African-American Men Living in Poor Sunlight Areas at Risk for Vitamin D Deficiency
• Race should be considered when recommending vitamin D supplementation.
• Vitamin D deficiency has been linked to multiple diseases.
WASHINGTON, D.C. — African-American men living in low sunlight areas are more likely to experience vitamin D deficiency than European-American men living in the same environment.

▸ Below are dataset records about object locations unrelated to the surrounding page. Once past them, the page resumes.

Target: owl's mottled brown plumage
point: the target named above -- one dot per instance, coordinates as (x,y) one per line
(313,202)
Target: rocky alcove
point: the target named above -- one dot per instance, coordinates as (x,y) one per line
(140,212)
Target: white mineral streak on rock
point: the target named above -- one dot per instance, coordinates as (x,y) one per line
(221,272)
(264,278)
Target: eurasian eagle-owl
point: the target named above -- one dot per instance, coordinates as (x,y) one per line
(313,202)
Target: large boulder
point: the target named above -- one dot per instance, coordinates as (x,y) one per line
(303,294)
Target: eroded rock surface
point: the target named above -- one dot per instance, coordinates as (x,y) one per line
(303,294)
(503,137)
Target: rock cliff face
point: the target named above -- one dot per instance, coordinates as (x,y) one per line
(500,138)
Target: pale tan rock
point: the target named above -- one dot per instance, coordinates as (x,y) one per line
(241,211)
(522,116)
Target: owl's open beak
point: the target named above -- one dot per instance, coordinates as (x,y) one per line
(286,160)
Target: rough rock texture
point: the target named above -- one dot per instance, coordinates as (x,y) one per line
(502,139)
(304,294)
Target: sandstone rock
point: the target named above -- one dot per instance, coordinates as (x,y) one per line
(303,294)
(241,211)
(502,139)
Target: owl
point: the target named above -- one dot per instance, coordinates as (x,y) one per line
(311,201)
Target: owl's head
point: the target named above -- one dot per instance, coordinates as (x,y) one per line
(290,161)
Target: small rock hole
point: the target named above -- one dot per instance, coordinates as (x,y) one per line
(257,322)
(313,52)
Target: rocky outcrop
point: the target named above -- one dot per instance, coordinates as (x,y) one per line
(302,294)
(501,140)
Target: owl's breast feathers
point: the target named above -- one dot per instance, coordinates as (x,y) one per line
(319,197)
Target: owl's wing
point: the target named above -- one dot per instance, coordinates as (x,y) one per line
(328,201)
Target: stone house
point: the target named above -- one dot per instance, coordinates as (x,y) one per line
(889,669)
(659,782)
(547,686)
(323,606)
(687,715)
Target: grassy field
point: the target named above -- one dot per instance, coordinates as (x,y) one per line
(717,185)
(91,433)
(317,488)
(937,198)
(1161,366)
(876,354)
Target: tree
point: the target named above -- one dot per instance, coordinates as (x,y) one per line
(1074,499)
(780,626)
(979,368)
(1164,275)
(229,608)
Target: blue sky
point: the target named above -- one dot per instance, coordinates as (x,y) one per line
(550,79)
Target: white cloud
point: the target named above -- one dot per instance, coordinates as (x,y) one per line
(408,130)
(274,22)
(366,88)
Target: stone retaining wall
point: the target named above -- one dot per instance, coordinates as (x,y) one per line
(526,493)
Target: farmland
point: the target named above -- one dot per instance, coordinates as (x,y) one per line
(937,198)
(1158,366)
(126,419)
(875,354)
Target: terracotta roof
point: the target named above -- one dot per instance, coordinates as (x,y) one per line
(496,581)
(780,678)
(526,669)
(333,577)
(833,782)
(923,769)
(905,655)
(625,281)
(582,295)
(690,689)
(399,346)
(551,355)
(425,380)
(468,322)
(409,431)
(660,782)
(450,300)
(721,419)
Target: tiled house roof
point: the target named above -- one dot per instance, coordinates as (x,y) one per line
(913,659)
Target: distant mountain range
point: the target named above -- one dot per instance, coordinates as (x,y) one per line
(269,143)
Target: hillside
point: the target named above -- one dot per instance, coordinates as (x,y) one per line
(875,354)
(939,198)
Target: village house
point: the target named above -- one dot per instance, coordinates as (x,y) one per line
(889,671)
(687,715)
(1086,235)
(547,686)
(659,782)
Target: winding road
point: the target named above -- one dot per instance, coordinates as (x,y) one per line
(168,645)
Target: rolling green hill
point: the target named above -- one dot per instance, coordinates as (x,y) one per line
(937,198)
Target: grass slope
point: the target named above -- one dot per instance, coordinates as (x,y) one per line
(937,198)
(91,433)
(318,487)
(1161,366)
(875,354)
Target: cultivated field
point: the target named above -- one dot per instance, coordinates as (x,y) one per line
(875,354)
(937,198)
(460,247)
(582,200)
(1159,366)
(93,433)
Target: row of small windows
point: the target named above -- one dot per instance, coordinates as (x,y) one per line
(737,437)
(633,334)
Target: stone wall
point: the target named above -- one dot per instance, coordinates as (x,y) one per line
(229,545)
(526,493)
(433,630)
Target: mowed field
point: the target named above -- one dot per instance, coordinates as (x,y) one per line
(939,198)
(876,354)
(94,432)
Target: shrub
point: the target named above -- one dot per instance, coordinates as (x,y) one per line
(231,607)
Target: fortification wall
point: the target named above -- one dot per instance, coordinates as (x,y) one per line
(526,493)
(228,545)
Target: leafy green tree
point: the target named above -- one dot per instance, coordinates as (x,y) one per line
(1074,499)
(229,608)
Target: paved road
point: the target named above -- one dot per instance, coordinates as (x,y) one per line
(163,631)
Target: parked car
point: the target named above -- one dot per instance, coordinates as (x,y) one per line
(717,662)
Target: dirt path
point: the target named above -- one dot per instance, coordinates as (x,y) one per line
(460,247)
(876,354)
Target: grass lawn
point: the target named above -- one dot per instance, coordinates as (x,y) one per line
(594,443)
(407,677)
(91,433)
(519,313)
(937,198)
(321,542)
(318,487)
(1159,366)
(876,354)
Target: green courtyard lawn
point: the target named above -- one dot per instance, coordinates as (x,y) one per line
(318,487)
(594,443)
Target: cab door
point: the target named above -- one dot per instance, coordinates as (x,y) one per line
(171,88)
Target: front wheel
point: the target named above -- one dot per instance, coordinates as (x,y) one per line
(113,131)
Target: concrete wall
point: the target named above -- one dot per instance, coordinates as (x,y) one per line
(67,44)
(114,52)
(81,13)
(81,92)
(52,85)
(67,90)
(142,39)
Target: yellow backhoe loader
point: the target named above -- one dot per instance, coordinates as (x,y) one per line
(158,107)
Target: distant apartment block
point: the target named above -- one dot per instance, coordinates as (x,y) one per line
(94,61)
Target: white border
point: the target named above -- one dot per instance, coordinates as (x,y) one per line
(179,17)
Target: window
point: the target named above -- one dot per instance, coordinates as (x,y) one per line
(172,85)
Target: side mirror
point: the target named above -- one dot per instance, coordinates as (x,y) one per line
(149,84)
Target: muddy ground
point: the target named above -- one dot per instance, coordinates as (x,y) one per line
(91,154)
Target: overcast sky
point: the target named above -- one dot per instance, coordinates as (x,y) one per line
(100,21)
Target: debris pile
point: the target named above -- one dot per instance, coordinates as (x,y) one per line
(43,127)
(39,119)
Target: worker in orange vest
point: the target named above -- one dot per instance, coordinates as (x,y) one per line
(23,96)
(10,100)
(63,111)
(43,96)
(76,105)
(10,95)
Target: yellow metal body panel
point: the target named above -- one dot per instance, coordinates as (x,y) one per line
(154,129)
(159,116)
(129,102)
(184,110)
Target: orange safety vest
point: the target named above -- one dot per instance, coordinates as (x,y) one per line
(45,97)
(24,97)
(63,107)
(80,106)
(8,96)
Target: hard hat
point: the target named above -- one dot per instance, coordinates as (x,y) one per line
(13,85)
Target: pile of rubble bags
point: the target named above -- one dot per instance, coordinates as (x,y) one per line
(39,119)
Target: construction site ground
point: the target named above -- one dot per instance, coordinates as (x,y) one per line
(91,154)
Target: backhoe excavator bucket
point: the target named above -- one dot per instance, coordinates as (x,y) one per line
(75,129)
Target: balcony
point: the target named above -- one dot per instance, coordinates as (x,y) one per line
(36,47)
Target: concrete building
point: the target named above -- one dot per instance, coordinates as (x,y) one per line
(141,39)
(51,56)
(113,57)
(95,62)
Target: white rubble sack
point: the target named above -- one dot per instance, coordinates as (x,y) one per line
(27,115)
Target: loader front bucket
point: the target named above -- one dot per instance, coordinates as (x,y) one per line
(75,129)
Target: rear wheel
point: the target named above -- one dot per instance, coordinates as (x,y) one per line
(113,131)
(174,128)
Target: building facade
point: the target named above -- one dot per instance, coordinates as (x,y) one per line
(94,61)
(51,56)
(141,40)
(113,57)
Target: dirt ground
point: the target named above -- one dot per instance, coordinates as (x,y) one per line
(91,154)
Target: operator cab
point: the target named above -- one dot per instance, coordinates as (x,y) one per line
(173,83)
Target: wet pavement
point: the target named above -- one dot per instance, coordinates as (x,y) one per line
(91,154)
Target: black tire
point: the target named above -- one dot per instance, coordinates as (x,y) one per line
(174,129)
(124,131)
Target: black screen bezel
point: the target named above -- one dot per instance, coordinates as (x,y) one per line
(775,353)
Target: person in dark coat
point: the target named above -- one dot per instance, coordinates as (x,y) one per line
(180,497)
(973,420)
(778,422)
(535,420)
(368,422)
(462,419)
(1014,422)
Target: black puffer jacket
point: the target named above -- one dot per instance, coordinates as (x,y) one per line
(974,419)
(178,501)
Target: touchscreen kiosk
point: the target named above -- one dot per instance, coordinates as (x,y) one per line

Researchers believe that these findings should change recommendations for daily intake of vitamin D.
“This study shows that across the board vitamin D recommendations just won’t work for everybody,” said Adam B. Murphy, M.D., M.B.A., clinical instructor in the department of urology at Northwestern University Feinberg School of Medicine, who reported the study at the Fourth AACR Conference on The Science of Cancer Health Disparities, held Sept. 18-21, 2011, in Washington, D.C.
“With so many diseases linked to low levels of vitamin D, we should have more stratified recommendations to consider groups within the population instead of making monolithic suggestions,” he added.
Researchers evaluated the marker for vitamin D – the 25 hydroxyvitamin D level (25-OH D level) – in 492 men aged 40 to 79 years who lived in Chicago, a low ultraviolet radiation (UVR) part of the country. Of that group, 93 percent of African-American men and 69.7 percent of European-American men were vitamin D deficient; having 25-OH D levels of less than 30 ng/mL.
Results showed that vitamin D levels were low in African American men, those with lower income and those with higher body mass index. Low sunlight exposure is a known factor in lower levels of vitamin D, but researchers found that African American men still had lower levels of vitamin D in sunnier seasons.
Murphy attributes low vitamin D levels to the composition of African-American skin, which contains more of the pigment melanin than lighter skin. When UVR light hits the skin cells, it reacts with the molecule 7-dehydrocholesterol to begin the production of vitamin D, which is then further processed by the body to make active vitamin D. In African-Americans, though, melanin blocks UVR rays from being absorbed, thus reducing the amount of vitamin D naturally produced.
Vitamin D deficiency has been linked to multiple diseases, including breast cancer, prostate cancer, diabetes, rheumatoid arthritis and multiple sclerosis, which is why Murphy believes it is essential to adjust recommendations to reflect differences between African Americans and European-Americans.
“Because we have a lot of special populations in the United States – people who have darker skin, people who cover their skin for religious reasons and people who live in poor sunlight environments – there shouldn’t be uniform vitamin D recommendations for the entire population,” he said.